Department for Diagnostic and Interventional Radiology, Friedrich-Schiller-University, University Hospital Jena, Jena, Germany.
Acta Radiol. 2023 Jun;64(6):2104-2110. doi: 10.1177/02841851231162085. Epub 2023 Mar 8.
In hospitals, it is crucial to rule out coronavirus disease 2019 (COVID-19) timely and reliably. Artificial intelligence (AI) provides sufficient accuracy to identify chest computed tomography (CT) scans with signs of COVID-19.
To compare the diagnostic accuracy of radiologists with different levels of experience with and without assistance of AI in CT evaluation for COVID-19 pneumonia and to develop an optimized diagnostic pathway.
The retrospective, single-center, comparative case-control study included 160 consecutive participants who had undergone chest CT scan between March 2020 and May 2021 without or with confirmed diagnosis of COVID-19 pneumonia in a ratio of 1:3. Index tests were chest CT evaluation by five radiological senior residents, five junior residents, and an AI software. Based on the diagnostic accuracy in every group and on comparison of groups, a sequential CT assessment pathway was developed.
Areas under receiver operating curves were 0.95 (95% confidence interval [CI]=0.88-0.99), 0.96 (95% CI=0.92-1.0), 0.77 (95% CI=0.68-0.86), and 0.95 (95% CI=0.9-1.0) for junior residents, senior residents, AI, and sequential CT assessment, respectively.
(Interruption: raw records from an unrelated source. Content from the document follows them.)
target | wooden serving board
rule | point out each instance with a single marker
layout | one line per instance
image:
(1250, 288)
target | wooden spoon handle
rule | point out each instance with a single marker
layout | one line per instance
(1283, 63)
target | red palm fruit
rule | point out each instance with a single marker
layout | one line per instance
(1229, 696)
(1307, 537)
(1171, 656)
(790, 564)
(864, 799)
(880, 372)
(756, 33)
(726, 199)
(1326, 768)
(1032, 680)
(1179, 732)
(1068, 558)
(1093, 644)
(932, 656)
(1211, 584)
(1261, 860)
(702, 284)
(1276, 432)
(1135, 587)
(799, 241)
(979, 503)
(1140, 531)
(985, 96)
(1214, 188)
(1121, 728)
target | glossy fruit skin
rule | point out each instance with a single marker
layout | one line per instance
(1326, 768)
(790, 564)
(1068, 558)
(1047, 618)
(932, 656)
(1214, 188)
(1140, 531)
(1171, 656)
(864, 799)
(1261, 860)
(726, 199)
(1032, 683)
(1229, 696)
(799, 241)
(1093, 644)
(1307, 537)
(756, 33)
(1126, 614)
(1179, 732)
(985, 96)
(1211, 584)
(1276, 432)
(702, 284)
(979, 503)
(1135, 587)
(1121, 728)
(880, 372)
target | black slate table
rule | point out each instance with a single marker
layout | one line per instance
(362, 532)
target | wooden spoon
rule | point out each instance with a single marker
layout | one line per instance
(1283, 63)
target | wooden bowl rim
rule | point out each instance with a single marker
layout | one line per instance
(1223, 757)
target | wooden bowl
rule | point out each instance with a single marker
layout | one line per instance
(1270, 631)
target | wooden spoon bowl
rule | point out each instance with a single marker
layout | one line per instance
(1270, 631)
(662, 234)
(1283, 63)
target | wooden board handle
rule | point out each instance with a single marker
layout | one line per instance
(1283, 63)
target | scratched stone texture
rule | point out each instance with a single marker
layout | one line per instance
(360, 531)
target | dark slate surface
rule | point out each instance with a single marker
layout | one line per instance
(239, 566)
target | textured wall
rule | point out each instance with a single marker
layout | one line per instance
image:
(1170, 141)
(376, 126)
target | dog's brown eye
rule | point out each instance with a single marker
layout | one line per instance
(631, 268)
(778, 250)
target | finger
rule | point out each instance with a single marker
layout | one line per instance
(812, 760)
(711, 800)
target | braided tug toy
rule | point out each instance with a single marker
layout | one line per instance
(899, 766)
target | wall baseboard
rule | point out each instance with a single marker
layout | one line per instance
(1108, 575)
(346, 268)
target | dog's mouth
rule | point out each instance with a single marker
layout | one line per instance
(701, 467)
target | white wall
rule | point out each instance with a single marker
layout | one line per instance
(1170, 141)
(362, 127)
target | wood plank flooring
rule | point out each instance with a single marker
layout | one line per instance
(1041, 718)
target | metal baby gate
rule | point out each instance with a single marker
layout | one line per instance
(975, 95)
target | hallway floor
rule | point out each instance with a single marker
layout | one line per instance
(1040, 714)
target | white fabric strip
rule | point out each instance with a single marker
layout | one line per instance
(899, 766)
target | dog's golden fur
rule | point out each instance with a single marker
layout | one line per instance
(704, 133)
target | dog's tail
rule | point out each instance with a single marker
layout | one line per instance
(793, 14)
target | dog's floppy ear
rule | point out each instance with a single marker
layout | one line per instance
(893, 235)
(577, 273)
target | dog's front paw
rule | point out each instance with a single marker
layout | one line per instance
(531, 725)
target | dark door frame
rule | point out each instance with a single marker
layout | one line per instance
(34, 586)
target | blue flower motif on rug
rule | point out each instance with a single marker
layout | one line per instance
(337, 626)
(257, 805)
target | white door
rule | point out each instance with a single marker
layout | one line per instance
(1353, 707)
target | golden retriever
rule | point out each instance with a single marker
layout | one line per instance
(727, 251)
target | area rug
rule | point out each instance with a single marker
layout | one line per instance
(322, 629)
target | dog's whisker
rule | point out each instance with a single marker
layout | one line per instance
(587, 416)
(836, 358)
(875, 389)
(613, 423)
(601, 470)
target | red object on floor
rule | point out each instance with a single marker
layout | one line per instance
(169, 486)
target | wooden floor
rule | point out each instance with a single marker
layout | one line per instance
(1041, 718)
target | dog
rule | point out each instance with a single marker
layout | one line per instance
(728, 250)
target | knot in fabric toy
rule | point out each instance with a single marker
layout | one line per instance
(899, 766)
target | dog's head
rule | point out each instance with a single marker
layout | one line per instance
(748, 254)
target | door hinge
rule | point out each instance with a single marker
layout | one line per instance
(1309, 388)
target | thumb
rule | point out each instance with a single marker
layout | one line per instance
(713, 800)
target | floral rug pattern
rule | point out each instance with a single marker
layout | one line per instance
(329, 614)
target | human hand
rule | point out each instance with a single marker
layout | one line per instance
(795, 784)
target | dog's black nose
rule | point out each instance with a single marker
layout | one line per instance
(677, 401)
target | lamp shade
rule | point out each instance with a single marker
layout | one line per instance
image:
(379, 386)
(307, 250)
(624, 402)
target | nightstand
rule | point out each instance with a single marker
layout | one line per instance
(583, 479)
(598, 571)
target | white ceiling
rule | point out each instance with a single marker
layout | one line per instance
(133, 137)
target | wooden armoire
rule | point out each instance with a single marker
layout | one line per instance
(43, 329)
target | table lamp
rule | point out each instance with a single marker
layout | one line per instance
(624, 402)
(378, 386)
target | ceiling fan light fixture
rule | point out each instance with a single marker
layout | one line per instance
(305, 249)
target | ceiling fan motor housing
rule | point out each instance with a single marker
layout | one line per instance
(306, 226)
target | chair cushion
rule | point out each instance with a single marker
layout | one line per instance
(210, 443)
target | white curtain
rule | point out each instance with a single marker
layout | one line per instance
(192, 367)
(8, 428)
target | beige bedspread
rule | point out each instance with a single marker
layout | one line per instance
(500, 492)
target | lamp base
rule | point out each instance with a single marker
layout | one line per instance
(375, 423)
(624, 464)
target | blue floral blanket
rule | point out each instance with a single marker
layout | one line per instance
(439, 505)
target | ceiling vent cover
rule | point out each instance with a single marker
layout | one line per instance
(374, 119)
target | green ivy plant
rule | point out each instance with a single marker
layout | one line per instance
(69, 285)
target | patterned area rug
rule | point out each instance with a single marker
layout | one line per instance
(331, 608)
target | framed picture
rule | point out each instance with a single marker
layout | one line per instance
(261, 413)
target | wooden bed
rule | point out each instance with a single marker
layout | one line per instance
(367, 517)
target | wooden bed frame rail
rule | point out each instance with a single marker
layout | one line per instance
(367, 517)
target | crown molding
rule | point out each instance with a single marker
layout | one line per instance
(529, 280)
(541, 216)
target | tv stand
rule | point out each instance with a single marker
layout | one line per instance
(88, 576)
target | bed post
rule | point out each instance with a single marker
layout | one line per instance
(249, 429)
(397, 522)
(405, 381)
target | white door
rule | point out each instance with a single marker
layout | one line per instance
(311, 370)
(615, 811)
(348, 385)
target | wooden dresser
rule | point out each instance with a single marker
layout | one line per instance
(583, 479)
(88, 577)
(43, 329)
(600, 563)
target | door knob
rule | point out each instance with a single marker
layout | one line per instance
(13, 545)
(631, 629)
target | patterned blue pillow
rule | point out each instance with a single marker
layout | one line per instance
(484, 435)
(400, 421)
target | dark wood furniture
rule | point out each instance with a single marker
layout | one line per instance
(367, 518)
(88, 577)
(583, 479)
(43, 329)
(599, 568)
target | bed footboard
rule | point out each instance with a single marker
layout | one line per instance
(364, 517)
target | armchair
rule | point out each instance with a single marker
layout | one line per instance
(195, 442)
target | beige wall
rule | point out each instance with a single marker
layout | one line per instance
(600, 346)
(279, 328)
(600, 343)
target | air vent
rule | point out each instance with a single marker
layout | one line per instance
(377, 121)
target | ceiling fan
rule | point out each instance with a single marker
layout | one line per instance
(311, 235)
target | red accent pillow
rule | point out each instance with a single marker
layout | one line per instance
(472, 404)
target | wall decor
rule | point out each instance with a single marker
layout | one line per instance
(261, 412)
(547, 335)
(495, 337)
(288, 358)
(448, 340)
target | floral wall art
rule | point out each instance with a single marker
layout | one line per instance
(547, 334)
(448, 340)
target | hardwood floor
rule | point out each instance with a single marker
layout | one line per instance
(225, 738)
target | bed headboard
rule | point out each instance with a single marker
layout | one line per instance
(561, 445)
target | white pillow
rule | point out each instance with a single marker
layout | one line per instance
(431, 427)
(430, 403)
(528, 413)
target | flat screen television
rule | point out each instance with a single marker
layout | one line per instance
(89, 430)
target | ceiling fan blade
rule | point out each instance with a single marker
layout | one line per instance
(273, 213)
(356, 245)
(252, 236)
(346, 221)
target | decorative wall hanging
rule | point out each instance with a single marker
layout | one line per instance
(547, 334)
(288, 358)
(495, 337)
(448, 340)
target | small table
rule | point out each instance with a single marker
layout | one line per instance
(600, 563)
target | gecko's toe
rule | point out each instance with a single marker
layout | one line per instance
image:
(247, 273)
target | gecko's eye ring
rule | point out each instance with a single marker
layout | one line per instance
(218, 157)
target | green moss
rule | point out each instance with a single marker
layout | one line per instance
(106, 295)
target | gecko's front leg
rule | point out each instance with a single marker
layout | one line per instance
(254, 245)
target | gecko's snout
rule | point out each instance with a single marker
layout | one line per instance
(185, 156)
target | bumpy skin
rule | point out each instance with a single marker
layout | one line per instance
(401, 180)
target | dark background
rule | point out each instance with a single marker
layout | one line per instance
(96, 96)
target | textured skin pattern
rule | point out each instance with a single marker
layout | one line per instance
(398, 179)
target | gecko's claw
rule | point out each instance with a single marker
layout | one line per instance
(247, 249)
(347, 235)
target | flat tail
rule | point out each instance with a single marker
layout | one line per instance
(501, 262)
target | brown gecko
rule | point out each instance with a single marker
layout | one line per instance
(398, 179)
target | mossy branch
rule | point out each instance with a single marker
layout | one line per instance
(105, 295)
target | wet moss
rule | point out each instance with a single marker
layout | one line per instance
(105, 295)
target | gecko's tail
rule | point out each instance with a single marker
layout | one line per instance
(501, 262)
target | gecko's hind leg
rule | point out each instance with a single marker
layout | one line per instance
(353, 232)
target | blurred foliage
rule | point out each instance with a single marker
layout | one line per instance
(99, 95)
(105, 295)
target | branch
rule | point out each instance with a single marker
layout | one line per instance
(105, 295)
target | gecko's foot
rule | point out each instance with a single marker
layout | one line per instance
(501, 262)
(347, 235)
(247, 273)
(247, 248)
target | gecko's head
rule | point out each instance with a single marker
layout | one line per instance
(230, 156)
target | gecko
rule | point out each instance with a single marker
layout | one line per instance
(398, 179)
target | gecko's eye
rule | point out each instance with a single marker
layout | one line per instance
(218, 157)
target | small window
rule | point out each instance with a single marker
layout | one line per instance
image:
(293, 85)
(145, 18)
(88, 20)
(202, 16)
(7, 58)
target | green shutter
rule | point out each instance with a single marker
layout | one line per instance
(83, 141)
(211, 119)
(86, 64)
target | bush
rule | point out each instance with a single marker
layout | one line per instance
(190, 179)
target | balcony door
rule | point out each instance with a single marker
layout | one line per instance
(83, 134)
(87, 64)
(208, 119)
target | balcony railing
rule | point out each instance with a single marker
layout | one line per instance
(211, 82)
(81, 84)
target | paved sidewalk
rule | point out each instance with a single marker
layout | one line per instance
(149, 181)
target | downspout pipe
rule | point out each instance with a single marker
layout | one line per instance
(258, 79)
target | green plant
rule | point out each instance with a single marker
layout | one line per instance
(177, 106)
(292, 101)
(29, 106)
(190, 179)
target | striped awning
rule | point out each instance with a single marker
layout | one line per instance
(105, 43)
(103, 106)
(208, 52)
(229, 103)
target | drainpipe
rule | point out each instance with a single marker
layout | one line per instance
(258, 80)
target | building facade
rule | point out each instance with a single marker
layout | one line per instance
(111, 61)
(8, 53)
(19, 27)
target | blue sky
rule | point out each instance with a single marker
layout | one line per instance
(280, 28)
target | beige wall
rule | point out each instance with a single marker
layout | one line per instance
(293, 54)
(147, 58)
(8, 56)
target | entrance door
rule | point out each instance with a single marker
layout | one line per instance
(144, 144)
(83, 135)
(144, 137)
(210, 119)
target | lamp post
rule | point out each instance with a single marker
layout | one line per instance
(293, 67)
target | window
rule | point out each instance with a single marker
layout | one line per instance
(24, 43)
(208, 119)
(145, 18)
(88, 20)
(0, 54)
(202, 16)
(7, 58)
Proportions of false negatives were 9%, 3%, 17%, and 2%, respectively. With the developed diagnostic pathway, junior residents evaluated all CT scans with the support of AI. Senior residents were only required as second readers in 26% (41/160) of the CT scans.
AI can support junior residents with chest CT evaluation for COVID-19 and reduce the workload of senior residents. A review of selected CT scans by senior residents is mandatory.
在医院中,及时、可靠地排除 2019 年冠状病毒病(COVID-19)至关重要。人工智能(AI)提供了足够的准确性,可以识别出具有 COVID-19 迹象的胸部计算机断层扫描(CT)。
比较不同经验水平的放射科医生在 COVID-19 肺炎 CT 评估中有无 AI 辅助的诊断准确性,并制定优化的诊断路径。
这是一项回顾性、单中心、病例对照研究,纳入了 160 名连续参与者,他们在 2020 年 3 月至 2021 年 5 月期间接受了胸部 CT 扫描,COVID-19 肺炎的确诊病例与非确诊病例的比例为 1:3。指标检测为 5 名放射科高年资住院医师、5 名低年资住院医师和一个 AI 软件进行的胸部 CT 评估。根据每组的诊断准确性和组间比较,制定了一个连续的 CT 评估路径。
低年资住院医师、高年资住院医师、AI 和连续 CT 评估的受试者工作特征曲线下面积分别为 0.95(95%置信区间[CI]=0.88-0.99)、0.96(95% CI=0.92-1.0)、0.77(95% CI=0.68-0.86)和 0.95(95% CI=0.9-1.0)。假阴性比例分别为 9%、3%、17%和 2%。通过制定的诊断路径,低年资住院医师在 AI 的支持下评估所有 CT 扫描。高年资住院医师仅在 26%(41/160)的 CT 扫描中需要作为第二读片医生。
AI 可以支持低年资住院医师进行 COVID-19 胸部 CT 评估,并减轻高年资住院医师的工作量。必须对高年资住院医师的部分 CT 扫描进行审查。